El juicio de Jesús: una mirada crítica y actual

16 de abril de 2025

El juicio de Jesús de Nazaret ha sido considerado, con razón, el proceso más injusto de la historia. Un símbolo de lo que ocurre cuando la justicia es desplazada en favor del miedo, la presión de la popularidad o el servicio al poder. Más allá de las creencias individuales, su figura ofrece un punto de partida esencial para reflexionar sobre la justicia, el rol de las instituciones y el deber ético de quienes las representan.

Hace varias décadas, el expresidente de la República y jurista Salvador Jorge Blanco publicó El juicio de Jesús, un análisis desde el Derecho que, con rigor técnico, advertía lo que muchos hoy seguimos repitiendo: que en aquel proceso se violaron garantías elementales que, aun bajo los estándares de la época, debieron haber protegido a cualquier acusado. Con mayor razón, al revisar ese juicio desde los principios contemporáneos (la presunción de inocencia, la defensa técnica, la imparcialidad judicial y la legalidad del procedimiento), no cabe duda de que estamos ante un paradigma de la injusticia institucional.
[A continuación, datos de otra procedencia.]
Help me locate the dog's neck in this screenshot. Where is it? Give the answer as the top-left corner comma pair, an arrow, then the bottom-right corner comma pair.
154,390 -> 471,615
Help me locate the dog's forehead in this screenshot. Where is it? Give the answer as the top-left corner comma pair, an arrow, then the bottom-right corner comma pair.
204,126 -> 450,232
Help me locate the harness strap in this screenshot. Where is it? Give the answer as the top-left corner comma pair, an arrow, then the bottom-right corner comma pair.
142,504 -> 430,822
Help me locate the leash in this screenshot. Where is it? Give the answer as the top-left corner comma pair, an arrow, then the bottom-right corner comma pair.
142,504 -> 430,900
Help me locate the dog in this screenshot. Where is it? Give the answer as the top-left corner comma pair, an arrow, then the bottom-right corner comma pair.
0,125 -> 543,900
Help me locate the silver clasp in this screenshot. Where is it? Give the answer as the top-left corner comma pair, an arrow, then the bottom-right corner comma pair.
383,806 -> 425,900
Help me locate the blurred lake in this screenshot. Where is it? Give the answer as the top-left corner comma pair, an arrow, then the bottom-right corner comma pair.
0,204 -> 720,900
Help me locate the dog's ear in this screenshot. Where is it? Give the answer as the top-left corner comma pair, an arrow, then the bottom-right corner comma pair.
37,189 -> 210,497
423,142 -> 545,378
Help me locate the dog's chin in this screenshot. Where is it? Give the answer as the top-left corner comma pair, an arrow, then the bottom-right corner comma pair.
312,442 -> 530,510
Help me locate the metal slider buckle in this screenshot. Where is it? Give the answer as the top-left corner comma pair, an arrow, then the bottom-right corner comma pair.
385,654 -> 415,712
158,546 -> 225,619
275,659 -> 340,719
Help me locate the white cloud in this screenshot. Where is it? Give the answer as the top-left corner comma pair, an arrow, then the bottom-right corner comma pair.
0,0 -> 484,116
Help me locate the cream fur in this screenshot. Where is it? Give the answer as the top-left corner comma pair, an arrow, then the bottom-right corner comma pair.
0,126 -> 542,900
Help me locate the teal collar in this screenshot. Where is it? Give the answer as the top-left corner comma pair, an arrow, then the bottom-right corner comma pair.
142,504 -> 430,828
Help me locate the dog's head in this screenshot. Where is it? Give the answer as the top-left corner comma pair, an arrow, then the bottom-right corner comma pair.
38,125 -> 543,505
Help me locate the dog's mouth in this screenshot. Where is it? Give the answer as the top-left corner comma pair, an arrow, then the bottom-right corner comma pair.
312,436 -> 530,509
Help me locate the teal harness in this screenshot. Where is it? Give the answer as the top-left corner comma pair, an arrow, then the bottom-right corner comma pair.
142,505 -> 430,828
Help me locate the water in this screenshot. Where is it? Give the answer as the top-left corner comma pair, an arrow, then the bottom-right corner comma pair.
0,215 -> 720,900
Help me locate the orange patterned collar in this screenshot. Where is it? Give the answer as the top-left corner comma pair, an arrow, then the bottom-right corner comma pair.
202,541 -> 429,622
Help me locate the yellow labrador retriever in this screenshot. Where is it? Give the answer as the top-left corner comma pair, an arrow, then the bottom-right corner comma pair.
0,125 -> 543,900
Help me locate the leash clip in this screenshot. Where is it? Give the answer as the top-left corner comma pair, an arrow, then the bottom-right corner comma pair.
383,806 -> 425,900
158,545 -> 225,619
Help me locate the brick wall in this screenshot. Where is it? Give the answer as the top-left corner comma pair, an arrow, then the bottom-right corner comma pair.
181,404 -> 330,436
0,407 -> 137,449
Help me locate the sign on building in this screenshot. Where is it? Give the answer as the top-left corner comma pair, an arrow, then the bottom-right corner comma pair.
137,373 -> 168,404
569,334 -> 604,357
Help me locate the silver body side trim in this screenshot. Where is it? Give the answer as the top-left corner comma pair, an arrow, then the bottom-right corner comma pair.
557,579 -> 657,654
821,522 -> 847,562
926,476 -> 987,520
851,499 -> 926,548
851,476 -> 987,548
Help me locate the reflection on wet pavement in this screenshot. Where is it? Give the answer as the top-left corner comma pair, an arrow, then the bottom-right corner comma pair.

Desde su arresto nocturno y sin acusación formal, hasta la condena dictada sin pruebas concluyentes ni derecho a defensa, el juicio de Jesús estuvo plagado de vicios estructurales. El interrogatorio ante el Sanedrín ocurrió a puerta cerrada, de madrugada, violando la publicidad y legalidad del proceso. No se le permitió testigo de descargo alguno. Se recurrió a testimonios inconsistentes y manipulados. El veredicto fue dictado con prisa, sin motivación suficiente y sin espacio para la deliberación. La decisión, más que judicial, fue política. Y Pilato lo sabía.

Poncio Pilato, gobernador romano, interrogó a Jesús y declaró no hallar falta en él. Sin embargo, ante la presión del Sanedrín y el clamor de la multitud, cedió. Lavó sus manos. Y autorizó una condena que reconocía injusta. (Pilato es, para muchos, el “romano perfecto”: símbolo del poder que prioriza el orden sobre la justicia, que administra sin convicción y elude la verdad para preservar el sistema.) Su gesto no fue de ignorancia, sino de resignación.

Entonces cabe preguntarse: ¿fue la justicia la que condenó a Jesús?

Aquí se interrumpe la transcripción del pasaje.